Of course, I would suggest cork. You could save yourself the $15,000 - $35,000 in floor heating system and go with a floor that starts off warm! But that's just me!

TTFN
3 months ago ·
Kylie Thompson I have real hard wood floors. They are beautiful but I hate them. I live in a new construction home, just over a yr old now, and my floors are all dinged up. Anything that gets dropped leaves a nick in the floor. My son is 10 months old and tosses his plastic cup off his ht chair and there are several dings in the floor where his chair is. We now permanently have a lg towel under him.. A huge gouge was put in them from dropping a Hershey's syrup bottle. I would just like to recommend you do your research on durability. It's very discouraging to know our floors r fairly new and have a bunch of marks in them. It is likely w/in 5 yrs we will already have to have them refinished. Good luck with whatever u choose!!
3 months ago ·
Kylie Thompson I asked my hubby our hard woods are oak. So maybe consider staying away or getting the super ultra strong top coat:)
3 months ago ·
Marie Hebson's interiorsBYDESIGN Inc. ENGINEERED. Not only will it give you longevity, but you can go to the wider planks which feel more casual elegant.

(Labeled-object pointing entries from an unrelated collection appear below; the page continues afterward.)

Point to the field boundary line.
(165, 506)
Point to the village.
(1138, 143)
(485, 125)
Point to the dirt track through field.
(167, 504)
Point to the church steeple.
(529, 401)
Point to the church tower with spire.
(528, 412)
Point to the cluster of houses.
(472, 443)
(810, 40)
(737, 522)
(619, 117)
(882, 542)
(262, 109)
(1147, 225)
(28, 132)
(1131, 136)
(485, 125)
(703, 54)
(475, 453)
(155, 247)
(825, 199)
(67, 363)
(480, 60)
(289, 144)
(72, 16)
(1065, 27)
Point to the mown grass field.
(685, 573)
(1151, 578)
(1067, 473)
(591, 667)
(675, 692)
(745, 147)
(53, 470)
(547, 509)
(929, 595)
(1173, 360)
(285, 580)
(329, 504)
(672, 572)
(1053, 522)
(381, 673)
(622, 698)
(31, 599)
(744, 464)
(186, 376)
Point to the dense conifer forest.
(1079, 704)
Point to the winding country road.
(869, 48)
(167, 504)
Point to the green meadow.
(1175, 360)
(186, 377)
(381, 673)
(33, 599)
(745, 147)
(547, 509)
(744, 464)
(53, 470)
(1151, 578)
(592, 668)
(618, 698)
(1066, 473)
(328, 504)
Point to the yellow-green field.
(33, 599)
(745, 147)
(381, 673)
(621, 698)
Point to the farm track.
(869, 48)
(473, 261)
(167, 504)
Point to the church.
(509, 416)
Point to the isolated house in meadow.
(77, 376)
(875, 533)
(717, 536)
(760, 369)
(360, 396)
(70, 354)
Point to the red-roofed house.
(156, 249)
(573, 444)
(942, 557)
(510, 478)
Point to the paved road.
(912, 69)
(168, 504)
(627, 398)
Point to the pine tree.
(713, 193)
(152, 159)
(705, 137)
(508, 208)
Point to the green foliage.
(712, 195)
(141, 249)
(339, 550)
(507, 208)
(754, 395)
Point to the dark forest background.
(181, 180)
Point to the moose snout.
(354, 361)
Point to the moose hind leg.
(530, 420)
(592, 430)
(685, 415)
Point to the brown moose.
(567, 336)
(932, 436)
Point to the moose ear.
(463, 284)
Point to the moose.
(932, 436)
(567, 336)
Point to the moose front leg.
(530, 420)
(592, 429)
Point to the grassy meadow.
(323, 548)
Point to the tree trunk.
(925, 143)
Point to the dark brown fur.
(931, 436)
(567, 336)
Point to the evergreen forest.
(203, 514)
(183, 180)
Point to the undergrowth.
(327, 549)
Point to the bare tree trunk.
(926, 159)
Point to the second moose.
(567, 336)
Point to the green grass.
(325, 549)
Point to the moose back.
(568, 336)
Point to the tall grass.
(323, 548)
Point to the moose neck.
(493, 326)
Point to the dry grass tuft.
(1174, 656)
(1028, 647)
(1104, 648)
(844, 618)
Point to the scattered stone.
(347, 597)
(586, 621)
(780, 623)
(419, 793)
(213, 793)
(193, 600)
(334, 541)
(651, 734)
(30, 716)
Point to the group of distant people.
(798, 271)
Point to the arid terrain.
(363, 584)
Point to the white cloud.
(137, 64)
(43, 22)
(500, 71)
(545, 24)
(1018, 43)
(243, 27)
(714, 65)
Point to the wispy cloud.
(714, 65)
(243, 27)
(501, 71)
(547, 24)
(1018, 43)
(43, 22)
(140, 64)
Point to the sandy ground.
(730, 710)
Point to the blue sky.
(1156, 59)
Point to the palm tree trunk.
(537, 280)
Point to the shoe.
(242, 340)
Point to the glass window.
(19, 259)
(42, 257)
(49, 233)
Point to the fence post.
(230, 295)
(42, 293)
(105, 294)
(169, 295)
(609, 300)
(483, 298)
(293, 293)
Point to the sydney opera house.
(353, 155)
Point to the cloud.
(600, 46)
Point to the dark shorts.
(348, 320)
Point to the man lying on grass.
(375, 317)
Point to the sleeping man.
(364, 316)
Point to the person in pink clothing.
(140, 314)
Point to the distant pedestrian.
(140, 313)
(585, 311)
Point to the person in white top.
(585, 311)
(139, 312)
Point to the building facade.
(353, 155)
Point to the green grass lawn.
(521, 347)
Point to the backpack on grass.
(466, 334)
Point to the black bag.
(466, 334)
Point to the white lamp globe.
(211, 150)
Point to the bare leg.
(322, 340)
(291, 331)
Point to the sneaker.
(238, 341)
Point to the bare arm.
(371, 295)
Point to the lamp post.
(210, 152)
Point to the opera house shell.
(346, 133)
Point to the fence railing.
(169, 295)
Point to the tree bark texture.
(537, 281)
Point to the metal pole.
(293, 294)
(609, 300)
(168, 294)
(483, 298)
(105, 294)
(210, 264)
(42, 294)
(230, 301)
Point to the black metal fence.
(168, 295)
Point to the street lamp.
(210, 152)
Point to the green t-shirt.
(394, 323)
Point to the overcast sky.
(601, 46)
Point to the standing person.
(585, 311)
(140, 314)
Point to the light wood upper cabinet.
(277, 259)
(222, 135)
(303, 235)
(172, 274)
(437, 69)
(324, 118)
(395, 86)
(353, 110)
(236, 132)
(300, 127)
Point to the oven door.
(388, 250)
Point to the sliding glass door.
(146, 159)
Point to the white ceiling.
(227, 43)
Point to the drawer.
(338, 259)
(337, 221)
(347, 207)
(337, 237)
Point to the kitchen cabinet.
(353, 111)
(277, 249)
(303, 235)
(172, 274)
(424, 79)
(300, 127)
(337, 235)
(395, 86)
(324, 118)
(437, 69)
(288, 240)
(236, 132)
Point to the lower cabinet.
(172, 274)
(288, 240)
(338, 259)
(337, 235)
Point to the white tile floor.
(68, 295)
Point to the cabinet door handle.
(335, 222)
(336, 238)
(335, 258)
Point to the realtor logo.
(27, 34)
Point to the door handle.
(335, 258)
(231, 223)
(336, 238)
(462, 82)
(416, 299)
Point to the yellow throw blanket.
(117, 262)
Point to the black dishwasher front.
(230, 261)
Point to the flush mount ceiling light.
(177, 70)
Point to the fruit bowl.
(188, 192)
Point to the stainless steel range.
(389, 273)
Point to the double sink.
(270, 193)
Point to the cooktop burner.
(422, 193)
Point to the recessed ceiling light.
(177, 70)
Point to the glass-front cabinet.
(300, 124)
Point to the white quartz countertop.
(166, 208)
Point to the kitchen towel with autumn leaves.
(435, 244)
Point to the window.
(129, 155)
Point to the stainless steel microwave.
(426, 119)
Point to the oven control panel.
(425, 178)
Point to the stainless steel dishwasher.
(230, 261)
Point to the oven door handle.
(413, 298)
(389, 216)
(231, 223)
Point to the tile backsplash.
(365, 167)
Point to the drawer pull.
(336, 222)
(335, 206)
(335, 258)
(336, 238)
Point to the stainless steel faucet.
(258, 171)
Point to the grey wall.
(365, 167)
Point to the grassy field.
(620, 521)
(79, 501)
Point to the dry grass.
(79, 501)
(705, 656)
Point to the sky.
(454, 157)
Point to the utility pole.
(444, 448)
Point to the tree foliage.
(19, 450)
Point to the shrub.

The more rustic the finish, matte with character the better and the easier to disguise dings, scratches - life. The days of the high polished hardwood floors are over - and we're back to the classics. This european hand scraped for your engineered hardwood you can't go wrong.

Remember, wood floors are a natural product, you will not be able to keep them exactly as installed so get used to it. Be prepared for life to happen, and plan for it too happen. Good luck with your new home - the only down fall of engineered is that you will only get one, maybe two sandings and restaining if any.

Oh - you could also go to tile if you don't want wood floors - they make tiles that look like wood without all the durability issues.